There is, however, a serious, important method to this delicious madness.

  • You need to be on a well-balanced diet.
  • If you have any serious mental or physical problems, this program won’t cure them. If you are hypoglycemic (have a tendency toward low blood sugar), Dr. Wurtman advises that you get your doctor’s okay before following her program. If you’re a diabetic, don’t use the program at all.
  • The program is for short-term use only.
  • No pigging out. You’ll just put on weight, Dr. Wurtman warns. “It’s always the first one or two cookies that initiate the production of serotonin,” she says. (Serotonin, remember, is the brain chemical that produces the calming effect.)

And here’s some other antianxiety advice.

For the first response, eat your carbohydrates with as little protein as possible, because protein can impede the production of serotonin. Digestion has to take place before serotonin is produced. For speedy digestion, stay away from fat, which slows the process.

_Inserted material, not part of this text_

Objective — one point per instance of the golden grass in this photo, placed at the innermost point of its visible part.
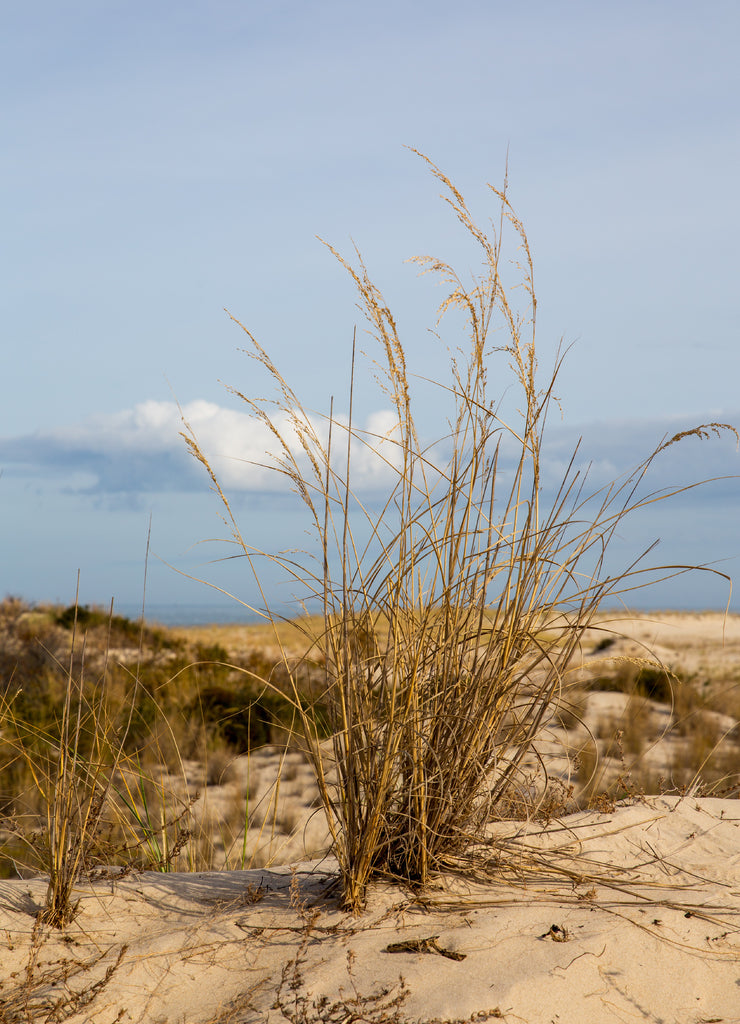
(452, 609)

You also need to be selective about the kinds of carbohydrates you eat. Eating fructose (found in fruit) won’t cause the changes in your blood that lead to serotonin production. You want carbs that change as fast as Clark Kent changes into Superman; those foods take an hour getting out of the phone booth. Dr. Wurtman also says that leafy greens and bright-colored vegetables don’t supply enough carbohydrates to activate serotonin production.

So it’s devil’s food cake and Fig Newtons. But not the whole cake and not the whole box. Just 30 grams or 14% ounces of pure carbohydrate. “That’s 2 ounces of gumdrops, 3 ounces of jelly beans, or 2 cups of Cheerios,” Dr. Wurtman says gleefully. Or 1 Sara Lee yellow cupcake, 2 fudgsicles, 6 gingersnaps, 10 vanilla wafers, 16 animal crackers. Don’t let your conscience be your guide.

And if you’re overweight, you may need more sweets and starchy foods, because the extra fat in your fat cells slows down the carbohydrate-to serotonin process. You may need up to a 2-ounce dose of pure carbo. It is not necessary to eat more than the prescribed dose. As with medicine, the correct dose will make the stress go away.

How fast does it work? This is medicine, and that means fast relief: about 20 minutes. Dr. Wurtman says the most effective way to get carbohydrates into your system is to drink them and she doesn’t mean alcohol. Try putting 2 tablespoons of sugar into a cup of herb tea. Or sip instant cocoa made with water or skim milk. Or grab a can of regular soda.

A few more words to the wired

  • Eat your carbo tranquilizer in a calm setting.
  • Eat or drink slowly. No wolfing or gulping. You’ll eat or drink too much.
  • Take a few minutes to do something relaxing while you take your carbo fix, Dr. Wurtman says. “This helps boost the mood-altering effects of serotonin as it is being synthesized in your brain.”